The Blackhawks lost in the Western Conference Final last year, not because Nick Leddy stepped in front of a weak shot, but because they were gassed. Kings coach Darryl Sutter rolled all his lines and was confident in all six of his defensemen. Quenneville meanwhile scratched and clawed his way through the seven game series relying heavily on the top half of his squad.

Darryl Sutter used a deep Kings team to beat the Blackhawks in last season's Western Conference Final.(Jim O'Connor-US PRESSWIRE)
Darryl Sutter used a deep Kings team to beat the Blackhawks in last season’s Western Conference Final.(Jim O’Connor-US PRESSWIRE)

Up against the cap, Quenneville knew his team wouldn’t get deeper, so what did he do? Demanded that his team become the fittest team in the league by putting all his players on regimental offseason workout programs.

Third period dominance has been evident through six games

The early returns have been favorable. The Blackhawks have nine points through six games. They have a plus-eight goal differential. And, perhaps the most telling stat in terms of overall team fitness, through six games the Blackhawks have outshot their opponents 90-56 in the third period. Now, not converting enough of those shots could become an issue, but in the interim, it’s clear the Blackhawks are dominating the fitness battle.

But that brings us to what plagued the team in the playoffs last year. Prior to Michal Rozsival’s return from injury, Quenneville was basically playing five defensemen. And one of those defenseman was surprising rookie Trevor Van Riemsdyk, who has never played his way through a rigorous professional season.

Duncan Keith has been an iron man for the Blackhawks, but how much ice time is too much? - Photo Credit:   Andy Martin Jr
Duncan Keith has been an iron man for the Blackhawks, but how much ice time is too much? – Photo Credit: Andy Martin Jr

Rozsival’s history tells us he will be injured again, Van Riemsdyk will eventually hit a wall and David Rundblad takes the term underachiever to a new level. All this means more extended ice time for Duncan Keith, Brent Seabrook, Johnny Oduya and Nikals Hjalmarsson. No defenseman can attain a level of fitness to play through this type of situation and expect to maintain the high level of play expected of a Stanley Cup contender.

4th line production will help sustained team success

As for the fourth line, Quenneville continues to ride his top three lines. Sure, the Blackhawks have gotten very little from fourth line players like Daniel Carcillo, Ben Smith, Jeremy Morin and Marcus Kruger. Kruger and Smith have done admirably on the penalty kill, which is the only reason they’ve both consistently logged more than 10 minutes of ice time. In order to make a sustained run deep into the playoffs, which is expected of them, the Blackhawks will need more from these guys.

By the time April comes around, the offseason workout program will be a distant memory. All the teams in the playoffs will be in optimal shape, and it will come down to depth, which is was killed the Blackhawks’ run last season.

1 thought on “Can Blackhawks’ Fitness Make Up for Lack of Depth?”
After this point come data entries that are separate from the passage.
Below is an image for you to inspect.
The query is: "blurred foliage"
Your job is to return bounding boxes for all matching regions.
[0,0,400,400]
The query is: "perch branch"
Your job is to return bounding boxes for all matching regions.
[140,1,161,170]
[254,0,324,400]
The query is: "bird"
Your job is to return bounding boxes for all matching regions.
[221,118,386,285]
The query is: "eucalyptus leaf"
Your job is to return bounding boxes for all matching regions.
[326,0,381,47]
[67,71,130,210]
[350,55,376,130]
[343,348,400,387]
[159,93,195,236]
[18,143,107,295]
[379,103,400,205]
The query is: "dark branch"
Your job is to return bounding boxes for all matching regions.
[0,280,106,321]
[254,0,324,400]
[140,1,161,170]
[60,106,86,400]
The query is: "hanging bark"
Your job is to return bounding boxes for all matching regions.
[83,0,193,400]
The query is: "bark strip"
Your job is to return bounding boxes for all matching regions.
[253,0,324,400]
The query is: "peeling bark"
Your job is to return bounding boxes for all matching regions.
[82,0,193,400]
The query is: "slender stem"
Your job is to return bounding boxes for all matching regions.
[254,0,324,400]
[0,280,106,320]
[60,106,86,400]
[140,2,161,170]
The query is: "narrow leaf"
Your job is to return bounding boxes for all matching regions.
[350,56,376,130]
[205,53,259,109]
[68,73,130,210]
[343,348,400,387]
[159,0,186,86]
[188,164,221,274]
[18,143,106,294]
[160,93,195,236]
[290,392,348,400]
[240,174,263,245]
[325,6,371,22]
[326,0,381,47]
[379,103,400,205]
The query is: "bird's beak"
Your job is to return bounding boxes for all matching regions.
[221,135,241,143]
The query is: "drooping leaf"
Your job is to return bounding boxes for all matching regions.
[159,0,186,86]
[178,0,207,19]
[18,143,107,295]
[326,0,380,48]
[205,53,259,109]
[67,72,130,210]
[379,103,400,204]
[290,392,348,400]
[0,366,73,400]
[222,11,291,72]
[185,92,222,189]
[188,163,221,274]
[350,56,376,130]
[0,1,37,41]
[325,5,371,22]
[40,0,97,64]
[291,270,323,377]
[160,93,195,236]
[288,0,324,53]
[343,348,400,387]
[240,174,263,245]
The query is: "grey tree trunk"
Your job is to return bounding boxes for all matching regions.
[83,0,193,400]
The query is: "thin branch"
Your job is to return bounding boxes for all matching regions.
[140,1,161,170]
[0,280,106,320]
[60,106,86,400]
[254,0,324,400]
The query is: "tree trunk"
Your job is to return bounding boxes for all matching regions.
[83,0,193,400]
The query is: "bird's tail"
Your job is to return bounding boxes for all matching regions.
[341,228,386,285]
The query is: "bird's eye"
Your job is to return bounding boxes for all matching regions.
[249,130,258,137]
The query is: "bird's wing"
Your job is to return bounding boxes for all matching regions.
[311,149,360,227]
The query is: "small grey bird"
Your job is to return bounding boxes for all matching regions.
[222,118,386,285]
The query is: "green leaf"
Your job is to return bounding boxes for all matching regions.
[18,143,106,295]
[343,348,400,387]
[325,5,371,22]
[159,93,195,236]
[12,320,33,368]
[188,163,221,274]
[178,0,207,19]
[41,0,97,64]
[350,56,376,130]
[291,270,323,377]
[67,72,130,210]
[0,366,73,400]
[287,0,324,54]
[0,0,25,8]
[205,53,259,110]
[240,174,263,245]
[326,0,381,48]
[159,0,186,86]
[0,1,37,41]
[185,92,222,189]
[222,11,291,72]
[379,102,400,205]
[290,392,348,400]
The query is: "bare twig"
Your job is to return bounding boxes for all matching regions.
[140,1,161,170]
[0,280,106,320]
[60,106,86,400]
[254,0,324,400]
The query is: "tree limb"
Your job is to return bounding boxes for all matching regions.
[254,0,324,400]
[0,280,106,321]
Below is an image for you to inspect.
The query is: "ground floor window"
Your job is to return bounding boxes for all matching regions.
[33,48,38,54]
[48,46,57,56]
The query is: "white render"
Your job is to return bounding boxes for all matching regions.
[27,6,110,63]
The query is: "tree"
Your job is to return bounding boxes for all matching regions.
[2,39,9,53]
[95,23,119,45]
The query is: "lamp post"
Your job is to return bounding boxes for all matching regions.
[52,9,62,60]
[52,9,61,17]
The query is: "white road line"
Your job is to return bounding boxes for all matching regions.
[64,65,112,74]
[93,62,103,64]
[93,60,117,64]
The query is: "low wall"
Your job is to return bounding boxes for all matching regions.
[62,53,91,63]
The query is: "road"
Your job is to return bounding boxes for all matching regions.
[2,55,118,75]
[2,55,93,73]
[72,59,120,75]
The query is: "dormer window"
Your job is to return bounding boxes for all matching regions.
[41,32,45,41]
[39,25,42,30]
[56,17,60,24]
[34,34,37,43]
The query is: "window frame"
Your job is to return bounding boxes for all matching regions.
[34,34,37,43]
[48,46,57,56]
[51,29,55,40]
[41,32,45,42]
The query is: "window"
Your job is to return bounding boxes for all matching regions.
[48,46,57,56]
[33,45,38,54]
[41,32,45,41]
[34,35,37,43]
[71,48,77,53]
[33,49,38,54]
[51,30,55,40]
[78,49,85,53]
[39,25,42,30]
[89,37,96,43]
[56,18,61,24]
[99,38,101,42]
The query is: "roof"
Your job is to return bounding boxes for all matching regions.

  1. I don’t see how you can say that the team that lost to the eventual Stanley Cup champion, in game seven, in overtime, on a fortunate bounce, on the road, lost because of lack of depth. The bounce could have gone the other way and they would have been a two-pete (copyright that Riley). Sure, early in the series they were gassed, coming off an extremely physical series with the Blues (not to mention a short summer and the Olympics), but they seemed to have caught their wind in game five. The Hawks have enough depth at defense, on the team and at Rockford, Morin should progress as the year moves along, and Smith keeps getting better and better. Having said that, the Western Conference is brutal.